First you draw an arbitrary card. To pair it, the probability is 3/51. Next, you want to draw a different card; there are 48 such cards out of 50, so the probability is 48/50. You seek its pair, which has probability 3/49. Your final card must be different from both the originals (otherwise we'd have a full house), so it has probability 44/48.

That yields approx. 0.00316. There are precisely 5! / 2! * 2! * 1! orderings of two pair hands = 30. Thus, 30 * 0.00316 = 0.09507. But the correct answer is half that. Any pointers in the right direction would be awesome!

$\dfrac{\binom{13}{2}\binom{4}{2}\binom{4}{2}(44)}{ \binom{52}{5}}$ does that give the correct answer?

If so WHY? If not WHY NOT?
• July 5th 2011, 04:31 PM
Also sprach Zarathustra
Re: Two-Pair probability
Quote:

Originally Posted by Plato
$\binom{13}{2}\binom{4}{2}\binom{4}{2}(44)$ does that give the correct answer?

If so WHY? If not WHY NOT?

LOL! (Giggle)
• July 5th 2011, 04:45 PM
Soroban
Re: Two-Pair probability
Hello, arcketer!

Quote:

What is the probability of drawing Two Pair in a poker hand from a 52-card deck?

I have my answer, but for some reason it is exactly double the correct answer.
I haven't been able to figure out why. Here's my solution:

First you draw an arbitrary card.
To pair it, the probability is 3/51.

Next, you want to draw a different card.
There are 48 such cards out of 50, so the probability is 48/50.
You seek its pair, which has probability 3/49.

Your final card must be different from both the originals
(otherwise we'd have a full house), so it has probability 44/48.

That yields approx. 0.00316.
There are precisely 5!/(2!*2!*1!) orderings of two pair hands = 30.
Thus, 30 * 0.00316 = 0.09507.
But the correct answer is half that.

Your reasoning is correct, but there is a subtle omission.

For the first card, there are 52 choices.. . $P(\text{any}) = \tfrac{52}{52}$
Suppose it is a Jack.

The second must be another Jack. . $P(\text{another Jack}) = \tfrac{3}{51}$

The third card must not be a Jack: . $P(\text{another value}) = \tfrac{48}{50}$
Suppose it is a 7.

The fourth card must another 7. . $P(\text{another 7}) = \tfrac{3}{49}$

The fifth card must not be a J or 7. . $P(\text{other}) = \tfrac{44}{48}$

All this is correct.

You had ordered the five cards, so to un-order them,
. . you multiplied by: ${5\choose2,2,1} = 30$ . . . . correct

But this last factor is the number of ordered partitions.
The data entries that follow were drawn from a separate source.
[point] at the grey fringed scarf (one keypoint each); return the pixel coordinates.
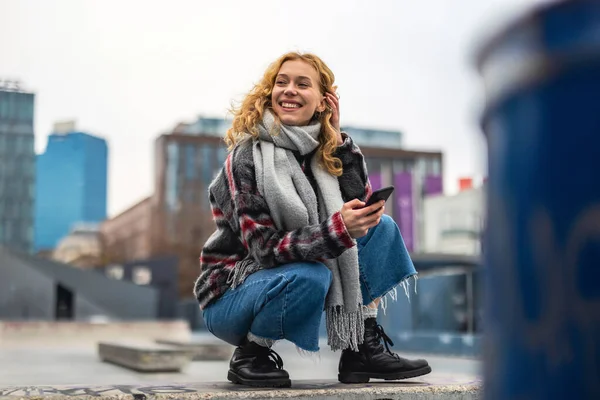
(284, 186)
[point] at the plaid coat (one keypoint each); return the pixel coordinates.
(246, 233)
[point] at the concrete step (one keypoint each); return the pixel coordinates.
(414, 389)
(144, 357)
(202, 350)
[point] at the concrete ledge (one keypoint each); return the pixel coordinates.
(417, 389)
(28, 333)
(144, 357)
(202, 351)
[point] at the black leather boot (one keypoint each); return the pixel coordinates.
(258, 366)
(372, 361)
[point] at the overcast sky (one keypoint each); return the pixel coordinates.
(128, 70)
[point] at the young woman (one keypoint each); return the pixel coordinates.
(294, 237)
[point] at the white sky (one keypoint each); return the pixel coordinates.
(128, 70)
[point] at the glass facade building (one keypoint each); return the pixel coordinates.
(71, 185)
(17, 168)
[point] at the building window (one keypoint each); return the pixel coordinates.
(190, 165)
(115, 272)
(206, 156)
(142, 276)
(171, 176)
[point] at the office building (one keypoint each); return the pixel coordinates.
(71, 184)
(17, 167)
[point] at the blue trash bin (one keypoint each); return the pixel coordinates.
(542, 123)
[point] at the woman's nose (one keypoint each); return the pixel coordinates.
(289, 91)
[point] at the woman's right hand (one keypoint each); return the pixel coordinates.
(357, 219)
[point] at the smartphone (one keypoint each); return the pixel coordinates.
(381, 194)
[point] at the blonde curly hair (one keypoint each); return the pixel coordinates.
(250, 112)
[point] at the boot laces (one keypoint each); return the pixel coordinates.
(267, 355)
(381, 335)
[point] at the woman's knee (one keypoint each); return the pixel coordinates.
(314, 278)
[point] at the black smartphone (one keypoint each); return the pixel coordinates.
(381, 194)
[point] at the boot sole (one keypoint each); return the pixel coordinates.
(235, 378)
(364, 377)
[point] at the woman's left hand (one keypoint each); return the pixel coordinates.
(334, 104)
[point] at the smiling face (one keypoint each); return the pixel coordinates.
(296, 93)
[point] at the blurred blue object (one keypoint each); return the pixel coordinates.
(542, 123)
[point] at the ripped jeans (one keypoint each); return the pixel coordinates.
(287, 302)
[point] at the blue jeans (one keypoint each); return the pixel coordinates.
(287, 302)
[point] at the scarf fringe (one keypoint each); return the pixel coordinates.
(393, 293)
(238, 274)
(314, 356)
(344, 329)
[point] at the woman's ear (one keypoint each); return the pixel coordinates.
(322, 105)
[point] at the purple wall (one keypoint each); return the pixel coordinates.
(375, 179)
(404, 210)
(433, 185)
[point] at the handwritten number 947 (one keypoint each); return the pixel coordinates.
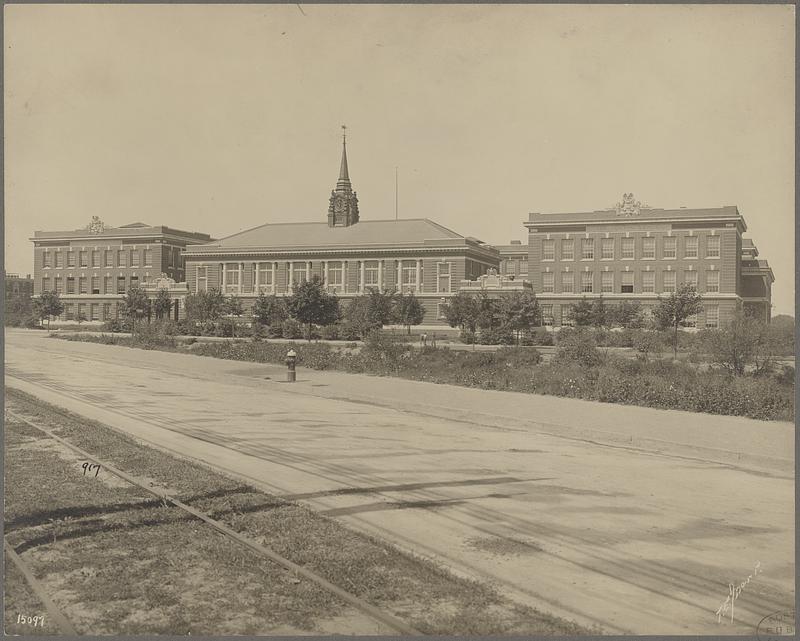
(88, 467)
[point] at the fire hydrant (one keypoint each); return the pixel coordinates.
(291, 358)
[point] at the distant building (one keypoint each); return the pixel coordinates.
(92, 268)
(635, 252)
(349, 254)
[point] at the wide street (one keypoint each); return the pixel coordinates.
(633, 519)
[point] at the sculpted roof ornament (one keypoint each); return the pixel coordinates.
(96, 226)
(629, 206)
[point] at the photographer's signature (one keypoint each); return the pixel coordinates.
(733, 593)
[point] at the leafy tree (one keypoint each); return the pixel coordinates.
(232, 307)
(270, 310)
(205, 306)
(372, 310)
(582, 313)
(519, 312)
(671, 312)
(162, 304)
(409, 311)
(48, 305)
(311, 305)
(136, 304)
(463, 311)
(627, 314)
(743, 341)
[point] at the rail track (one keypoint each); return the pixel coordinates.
(388, 620)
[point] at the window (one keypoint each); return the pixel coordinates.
(607, 249)
(370, 273)
(690, 247)
(443, 277)
(548, 282)
(335, 276)
(712, 281)
(669, 282)
(712, 247)
(648, 282)
(627, 283)
(606, 282)
(587, 282)
(648, 247)
(202, 279)
(670, 247)
(712, 316)
(587, 248)
(409, 275)
(567, 249)
(567, 282)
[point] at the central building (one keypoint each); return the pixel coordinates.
(413, 256)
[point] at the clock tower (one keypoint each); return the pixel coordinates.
(343, 207)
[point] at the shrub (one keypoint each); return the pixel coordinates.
(578, 347)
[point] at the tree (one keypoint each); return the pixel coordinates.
(205, 306)
(519, 312)
(371, 311)
(463, 311)
(232, 307)
(136, 304)
(409, 311)
(627, 314)
(311, 305)
(270, 310)
(162, 304)
(743, 341)
(671, 312)
(582, 313)
(48, 305)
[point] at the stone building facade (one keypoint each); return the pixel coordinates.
(348, 254)
(92, 268)
(635, 252)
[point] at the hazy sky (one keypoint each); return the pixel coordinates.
(221, 118)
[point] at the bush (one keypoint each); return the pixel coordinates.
(578, 347)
It considers $\{JJ|77|3\}$ to be different from $\{77|JJ|3\}$

And that is where the "times two" comes from.

• July 5th 2011, 04:59 PM
arcketer
Re: Two-Pair probability
Edit: NVM!
• July 5th 2011, 05:49 PM
Plato
Re: Two-Pair probability
Quote:

Originally Posted by arcketer
Edit: NVM!

Please explain yourself! Why "never mind"?
That is unfair to anyone reading this thread.
You may not need to post here again if you choose not to answer my question.
• July 5th 2011, 06:10 PM
arcketer
Re: Two-Pair probability
I'm not finished with the problem. I had typed out a response to you, but after submission read a more detailed response from Soroban, so I quickly edited away what I wrote. I haven't had a chance to look over his response yet as I just got home, but I will!
• July 5th 2011, 08:04 PM
arcketer
Re: Two-Pair probability
Ahh I see my mistake now, Soroban. So the general formula that I was using gives ordered partitions. Is there any such a formula for unordered partitions? It seems simple but I don't want to make a similar mistake on a similar problem later. Thank you for the help!